Sechul shuddered. ‘Errastas, look at what we have done. Invited her here under false pretences, and then set upon her like wild beasts. We have awakened the wrath of the Jaghut. Nothing good will come of that.’

‘Night comes to the Jaghut, Setch. Their fury is as nothing now.’

‘Too easy your dismissal, Errastas. We have just murdered his wife.’

‘And Hood will weep — what of it? Now, let us go, before they draw close enough to hear us. Besides, it is not Hood who approaches, is it?’

‘No,’ Sechul Lath muttered, ‘only his brother.’


Haut paused on the trail, squinting upward.

Behind him, Korya sagged down in exhaustion. Circling the top of a tower did not make for much exercise. Three strides from edge to edge; such was her realm, the span of faith for her godly aspirations. It seemed paltry, small, and she had begun to suspect that the world ever delivered lessons in humility, even to gods and goddesses.

‘It is not far now,’ said Haut. ‘I should have selected the sword; this axe grows heavy. Bold my pride; feeble my aged muscles.’ He glanced back at her. ‘Have you given more thought to this scattered treasure?’

‘Was I to have given it more thought?’

‘I await your wisdom.’

She shook her head. ‘Of wisdom I have little, master. But I see it as a deliberate mockery of worth.’

‘Yes, but why?’

‘Maybe we are being told that only what awaits us at the end of this trail holds true worth.’

‘Possibly. The Azathanai are curious creatures. They are not acquisitive. In fact, there is one among them who bears the title of Protector, yet protects nothing. The Jheleck came to their villages and stole all they could carry, and he but smiled.’

‘Perhaps he protects what cannot be seen.’

‘And what might that be?’

She considered, taking her time as it gave her further respite. ‘There are many virtues that cannot be measured in a material manner.’

‘Indeed? Name one.’

‘Love.’

‘Torcs and rings of gold, brooches and diadems; expensive gifts, a solid home and a roof that does not leak. A child.’

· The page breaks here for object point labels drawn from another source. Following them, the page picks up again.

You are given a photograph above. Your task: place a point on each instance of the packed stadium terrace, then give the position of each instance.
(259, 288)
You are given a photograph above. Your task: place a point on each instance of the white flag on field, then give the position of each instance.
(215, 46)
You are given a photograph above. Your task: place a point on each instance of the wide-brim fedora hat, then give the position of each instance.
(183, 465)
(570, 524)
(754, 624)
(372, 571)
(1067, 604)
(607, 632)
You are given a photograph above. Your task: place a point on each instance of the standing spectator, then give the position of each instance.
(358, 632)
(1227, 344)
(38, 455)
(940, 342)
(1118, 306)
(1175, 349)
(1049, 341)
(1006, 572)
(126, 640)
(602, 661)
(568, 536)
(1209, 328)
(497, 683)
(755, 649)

‘From all those love can be stripped away, yet still they remain.’

‘Excellent. Go on.’

‘Trust.’

‘Guard my wealth and I will pay you in return.’

‘That is a transaction.’

‘One that purchases trust.’

‘Such material exchanges as you describe are meant to symbolize the virtues I mentioned. They are not the virtues in and of themselves.’

‘But is this not the meaning of all wealth, hostage?’

‘I think not. After all, greed is not a virtue.’

‘Greed is the language of power, the hoarding of symbols.’

She shook her head. ‘Virtues cannot be claimed; they are but shown.’

‘Shown. How are they shown?’

Korya scowled. ‘By the gifts you describe.’

Haut nodded. ‘Listen well. You are right to not conflate the symbol with the meaning; but you are wrong in thinking that to do so is uncommon.’

‘Then I would say, the Protector defends the distinction, and so to make his point, he must stand aside when thieves take away the material symbols of the virtues whose sanctity and purity he defends.’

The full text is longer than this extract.